What Is a Rollover IRA?

A rollover IRA refers to an individual retirement account that is set up to accept a transfer of money from an existing retirement account, such as a 401(k) or 403(b) plan. Sometimes, employer plans don't allow you to leave the money in the account after you've left the company, so a rollover gives you an option if you don't want to take an outright distribution.

Benefits of Rollover IRAs

When you cash out of a retirement plan, such as a 401(k) when you change employers, the money stops growing tax-free. Plus, you'll owe income taxes on the distribution and, if you're under age 59 1/2, an extra 10 percent tax on top of what you already owe. When you transfer retirement plan money to a rollover IRA, the money continues to grow tax-free, and you don't have to pay taxes on it until you take withdrawals.

Ways to Roll Over

You can roll over the money from an old retirement plan either by having it paid directly into the new IRA, or by having it paid to you and then you deposit the funds into the new IRA within 60 days.
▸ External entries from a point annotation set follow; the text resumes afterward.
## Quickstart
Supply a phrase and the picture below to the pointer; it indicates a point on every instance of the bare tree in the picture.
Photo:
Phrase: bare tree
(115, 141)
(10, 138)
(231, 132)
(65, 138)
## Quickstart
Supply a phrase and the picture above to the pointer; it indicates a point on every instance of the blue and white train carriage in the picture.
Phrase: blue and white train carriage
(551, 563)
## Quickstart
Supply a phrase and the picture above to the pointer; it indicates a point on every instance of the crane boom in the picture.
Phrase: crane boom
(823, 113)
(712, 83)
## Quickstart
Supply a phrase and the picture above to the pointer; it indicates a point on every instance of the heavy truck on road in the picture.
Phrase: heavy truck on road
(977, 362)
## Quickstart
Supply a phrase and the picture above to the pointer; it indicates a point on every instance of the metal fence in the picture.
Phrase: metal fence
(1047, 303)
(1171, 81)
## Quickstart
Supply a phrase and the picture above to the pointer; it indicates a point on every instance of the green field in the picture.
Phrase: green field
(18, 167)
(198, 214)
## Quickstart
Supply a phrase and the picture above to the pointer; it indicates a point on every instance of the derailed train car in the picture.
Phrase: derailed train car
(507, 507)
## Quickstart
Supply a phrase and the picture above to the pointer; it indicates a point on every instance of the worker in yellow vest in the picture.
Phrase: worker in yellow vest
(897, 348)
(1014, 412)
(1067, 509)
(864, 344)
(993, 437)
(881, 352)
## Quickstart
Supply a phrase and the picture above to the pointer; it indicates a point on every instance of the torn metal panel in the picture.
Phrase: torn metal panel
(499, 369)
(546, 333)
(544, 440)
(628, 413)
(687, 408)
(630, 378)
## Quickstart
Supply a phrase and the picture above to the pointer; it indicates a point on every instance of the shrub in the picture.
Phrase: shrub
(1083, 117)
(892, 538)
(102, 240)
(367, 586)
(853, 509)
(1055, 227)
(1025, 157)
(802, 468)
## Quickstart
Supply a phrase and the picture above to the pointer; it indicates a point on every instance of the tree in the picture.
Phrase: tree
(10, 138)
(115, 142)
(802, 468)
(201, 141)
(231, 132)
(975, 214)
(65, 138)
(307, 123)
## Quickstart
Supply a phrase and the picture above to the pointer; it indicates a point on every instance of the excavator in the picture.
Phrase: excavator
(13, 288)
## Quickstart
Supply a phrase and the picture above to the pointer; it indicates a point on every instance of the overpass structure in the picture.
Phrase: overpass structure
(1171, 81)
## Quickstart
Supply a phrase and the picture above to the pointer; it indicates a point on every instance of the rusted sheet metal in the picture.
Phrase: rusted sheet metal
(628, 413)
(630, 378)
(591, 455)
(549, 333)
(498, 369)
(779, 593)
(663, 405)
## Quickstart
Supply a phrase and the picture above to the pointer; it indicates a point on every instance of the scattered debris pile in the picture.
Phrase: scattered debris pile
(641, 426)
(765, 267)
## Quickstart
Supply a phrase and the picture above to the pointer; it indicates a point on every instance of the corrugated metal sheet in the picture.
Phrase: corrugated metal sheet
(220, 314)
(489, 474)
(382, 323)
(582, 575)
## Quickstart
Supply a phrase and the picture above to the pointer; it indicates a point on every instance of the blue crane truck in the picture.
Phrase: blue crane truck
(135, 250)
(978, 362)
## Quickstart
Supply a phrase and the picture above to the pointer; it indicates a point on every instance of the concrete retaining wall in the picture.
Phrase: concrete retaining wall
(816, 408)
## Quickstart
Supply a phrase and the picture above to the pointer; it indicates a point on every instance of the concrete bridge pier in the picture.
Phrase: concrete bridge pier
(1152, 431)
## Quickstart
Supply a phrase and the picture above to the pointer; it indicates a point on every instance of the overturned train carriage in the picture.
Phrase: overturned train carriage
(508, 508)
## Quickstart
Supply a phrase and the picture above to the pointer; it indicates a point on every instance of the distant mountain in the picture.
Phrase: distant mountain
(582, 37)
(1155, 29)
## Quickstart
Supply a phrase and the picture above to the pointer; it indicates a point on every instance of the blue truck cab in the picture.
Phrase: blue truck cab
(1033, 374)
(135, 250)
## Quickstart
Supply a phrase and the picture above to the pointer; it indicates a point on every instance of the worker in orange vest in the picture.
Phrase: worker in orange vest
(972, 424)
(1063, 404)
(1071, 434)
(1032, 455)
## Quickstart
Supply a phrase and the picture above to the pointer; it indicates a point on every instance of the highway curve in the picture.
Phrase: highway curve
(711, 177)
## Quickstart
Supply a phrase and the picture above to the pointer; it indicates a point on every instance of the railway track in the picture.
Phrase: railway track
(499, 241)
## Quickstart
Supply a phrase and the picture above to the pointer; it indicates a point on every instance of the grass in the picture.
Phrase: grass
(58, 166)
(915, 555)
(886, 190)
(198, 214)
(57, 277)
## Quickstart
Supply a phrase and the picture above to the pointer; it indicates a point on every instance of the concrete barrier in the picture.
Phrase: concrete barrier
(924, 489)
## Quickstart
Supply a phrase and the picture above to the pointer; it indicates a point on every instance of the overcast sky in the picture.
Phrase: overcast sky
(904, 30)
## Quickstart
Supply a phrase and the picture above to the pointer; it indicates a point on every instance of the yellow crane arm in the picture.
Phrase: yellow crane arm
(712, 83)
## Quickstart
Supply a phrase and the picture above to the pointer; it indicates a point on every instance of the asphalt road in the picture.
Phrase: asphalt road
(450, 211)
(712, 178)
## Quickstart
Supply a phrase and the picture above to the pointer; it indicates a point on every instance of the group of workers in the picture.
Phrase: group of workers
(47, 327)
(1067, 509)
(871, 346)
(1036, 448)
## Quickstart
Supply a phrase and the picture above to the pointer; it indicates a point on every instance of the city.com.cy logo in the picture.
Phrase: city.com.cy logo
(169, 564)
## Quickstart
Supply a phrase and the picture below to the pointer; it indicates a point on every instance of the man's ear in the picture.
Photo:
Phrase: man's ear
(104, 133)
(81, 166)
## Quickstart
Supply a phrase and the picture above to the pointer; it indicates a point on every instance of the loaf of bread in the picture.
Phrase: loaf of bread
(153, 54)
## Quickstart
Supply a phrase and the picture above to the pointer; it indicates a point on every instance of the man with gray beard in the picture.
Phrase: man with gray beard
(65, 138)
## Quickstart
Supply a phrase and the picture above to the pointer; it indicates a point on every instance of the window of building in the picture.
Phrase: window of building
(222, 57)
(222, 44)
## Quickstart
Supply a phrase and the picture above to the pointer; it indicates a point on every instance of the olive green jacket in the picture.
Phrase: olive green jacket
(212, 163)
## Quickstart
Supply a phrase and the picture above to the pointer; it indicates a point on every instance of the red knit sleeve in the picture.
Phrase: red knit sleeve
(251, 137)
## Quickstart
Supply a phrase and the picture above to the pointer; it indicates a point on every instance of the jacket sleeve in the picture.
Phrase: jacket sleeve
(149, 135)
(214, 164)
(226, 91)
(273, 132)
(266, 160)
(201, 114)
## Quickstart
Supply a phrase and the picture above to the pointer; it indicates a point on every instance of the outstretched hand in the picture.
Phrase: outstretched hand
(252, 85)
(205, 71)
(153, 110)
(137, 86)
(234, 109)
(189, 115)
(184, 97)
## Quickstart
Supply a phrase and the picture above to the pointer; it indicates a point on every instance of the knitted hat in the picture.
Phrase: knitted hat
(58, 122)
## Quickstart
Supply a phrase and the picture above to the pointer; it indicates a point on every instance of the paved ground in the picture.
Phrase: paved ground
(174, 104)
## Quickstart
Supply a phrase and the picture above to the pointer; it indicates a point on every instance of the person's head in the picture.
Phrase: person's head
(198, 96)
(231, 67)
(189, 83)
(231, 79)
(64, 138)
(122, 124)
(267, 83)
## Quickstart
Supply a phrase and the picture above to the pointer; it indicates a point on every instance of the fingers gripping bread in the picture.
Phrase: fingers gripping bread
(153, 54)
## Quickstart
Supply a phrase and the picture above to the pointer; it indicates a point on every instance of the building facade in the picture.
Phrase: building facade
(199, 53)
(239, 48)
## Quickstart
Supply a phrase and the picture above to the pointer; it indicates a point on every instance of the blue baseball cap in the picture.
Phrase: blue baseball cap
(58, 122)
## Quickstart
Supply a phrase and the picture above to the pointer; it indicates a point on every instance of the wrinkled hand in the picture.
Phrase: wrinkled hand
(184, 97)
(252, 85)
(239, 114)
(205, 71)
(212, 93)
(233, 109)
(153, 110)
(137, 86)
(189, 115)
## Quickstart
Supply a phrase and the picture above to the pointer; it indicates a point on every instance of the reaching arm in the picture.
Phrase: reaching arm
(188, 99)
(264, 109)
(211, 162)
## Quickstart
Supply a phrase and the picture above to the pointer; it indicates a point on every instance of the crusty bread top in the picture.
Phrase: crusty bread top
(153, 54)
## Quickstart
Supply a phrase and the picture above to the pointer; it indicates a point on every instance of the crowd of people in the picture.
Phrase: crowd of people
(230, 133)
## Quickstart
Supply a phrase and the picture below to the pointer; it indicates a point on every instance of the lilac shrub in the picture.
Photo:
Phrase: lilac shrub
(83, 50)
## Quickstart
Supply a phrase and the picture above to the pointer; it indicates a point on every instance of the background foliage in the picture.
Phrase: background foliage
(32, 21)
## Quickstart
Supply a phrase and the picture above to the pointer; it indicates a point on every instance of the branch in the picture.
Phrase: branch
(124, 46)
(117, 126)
If you have the money paid to you and miss the deadline, the IRS treats the money as being permanently distributed to you. Not only do you lose the ability to have it continue to grow tax-free, you also will owe taxes and potentially early withdrawal penalties on the distributions. Plus, if you take the money out first, 20 percent is withheld for taxes. You'll get the money back when you file your taxes if you owe less, but in the meantime you'll have to come up with the extra cash to complete the rollover.

Investing Your Rollover IRA

A rollover IRA isn't a specific type of investment, it's an account that holds money that you can invest in a range of ways. Unlike a 401(k) plan, where you're limited to investing in just the options given by your company, you can pick any financial institution for your rollover IRA and pick from stocks, bonds, mutual funds, certificates of deposits and more when it comes to your rollover IRA.

Rollovers to Roth IRAs

Roth IRAs hold money that you've already paid taxes on, unlike traditional IRAs which hold money you're allowed to deduct before taxes. If the account you are rolling over the money from is a Roth account, like a Roth 401(k) or Roth 403(b), make sure you roll the money into a Roth IRA. If you have the money in a traditional 401(k) or 403(b), you're allowed to roll it into a Roth IRA, but you'll pay income taxes on the amount converted.